Il quaderno ungherese di Anne-Marie Garat

Il quaderno ungherese di Anne-Marie Garat è quello che si definisce un romanzone e non solo per le quasi mille pagine di cui è composto, ma per il modo in cui la vicenda della protagonista viene narrata.

E’ il 1913, siamo a Parigi. Gabrielle Demachy è innamorata di un uomo, Endre Luckácz, eternamente in viaggio per motivi che lei non comprende completamente. Quando le viene annunciata la morte di lui e le vengono consegnati il baule con una parte del bagaglio, Gabrielle intuisce che qualcosa non quadra e decide di intraprendere una sorta di indagine per far luce sulla vicenda.

Da quel momento l’acuta e testarda protagonista vedrà cambiare i rapporti con la sua più cara amica, Dora, entrerà in contatto con la famiglia che forse custodisce il segreto della morte di Endre, incontrerà un uomo tanto colto e affascinante quanto misterioso, Paul Galay, e stringerà un forte legame con una bambina che sarà determinante nella sua storia.

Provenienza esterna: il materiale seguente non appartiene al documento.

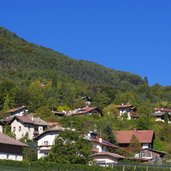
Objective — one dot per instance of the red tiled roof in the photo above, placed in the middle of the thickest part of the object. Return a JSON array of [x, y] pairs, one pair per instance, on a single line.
[[16, 109], [108, 154], [123, 106], [163, 109], [24, 119], [4, 139], [28, 120], [143, 136]]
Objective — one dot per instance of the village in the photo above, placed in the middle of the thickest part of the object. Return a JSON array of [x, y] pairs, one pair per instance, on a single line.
[[23, 124]]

Quella che sembra una lunga storia d’amore si trasformerà però pagina dopo pagina in un vero e proprio giallo, con tanto di spie, omicidi, formule letali e sullo sfondo assisteremo, avendolo già previsto perché conosciamo la storia, al dispiegarsi degli eventi che porteranno alla prima guerra mondiale.

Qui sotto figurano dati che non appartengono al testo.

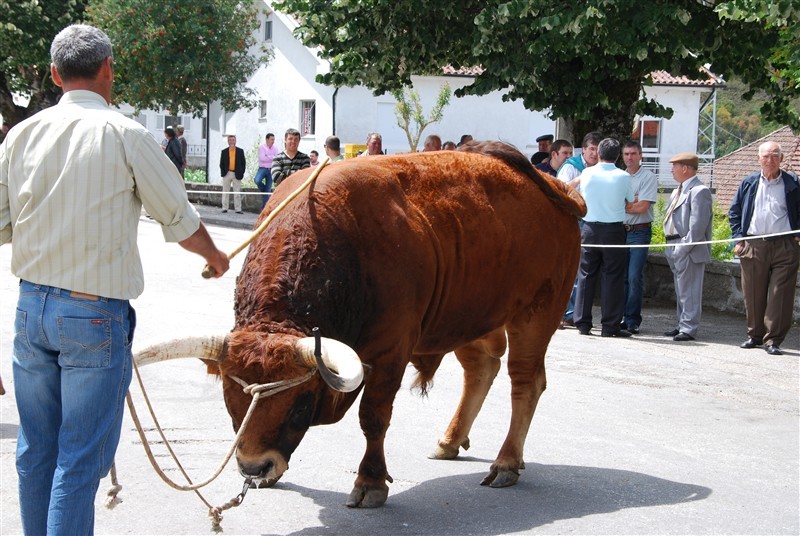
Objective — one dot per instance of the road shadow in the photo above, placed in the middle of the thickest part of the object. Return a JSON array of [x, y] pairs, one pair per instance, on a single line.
[[458, 505]]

Il quaderno ungherese piacerà sicuramente a chi cerca un libro che tenga compagnia per molte settimane, ma anche a chi ama molto le descrizioni sia degli ambienti che dei personaggi e talvolta persino delle emozioni degli stessi.

Io l’ho trovato molto bello in alcuni passi, noioso in altri (saltateli pure, direbbe Pennac), avvincente, commovente. Insomma, offre ad ogni lettore un appiglio per procedere nella lettura. Certo, non corre via veloce, come il romanzo fiume di Milli Dandolo, Croce e delizia, però vale la pena lasciarsene tentare.

Sophie si era tirata su, gli occhi umidi brillavano e il viso confuso irradiava una gioia terribile. Nella sua debolezza, sembrava così forte, così trionfante che Gabrielle ebbe paura. Ma no, non straparlava, non delirava. Era solo colma di una felicità smisurata, accentuata dalla sofferenza del corpo ferito, e ogni livido proclamava la sua vittoria sulla fatalità sconfitta. Non era una creatura malvagia, una madre snaturata, ma una donna spinta alla disperazione, all’angoscia impotente di essere solo la genitrice oppressa da gravidanze che tutti volevano, e alla quale la sua rivolta cieca dava ragione.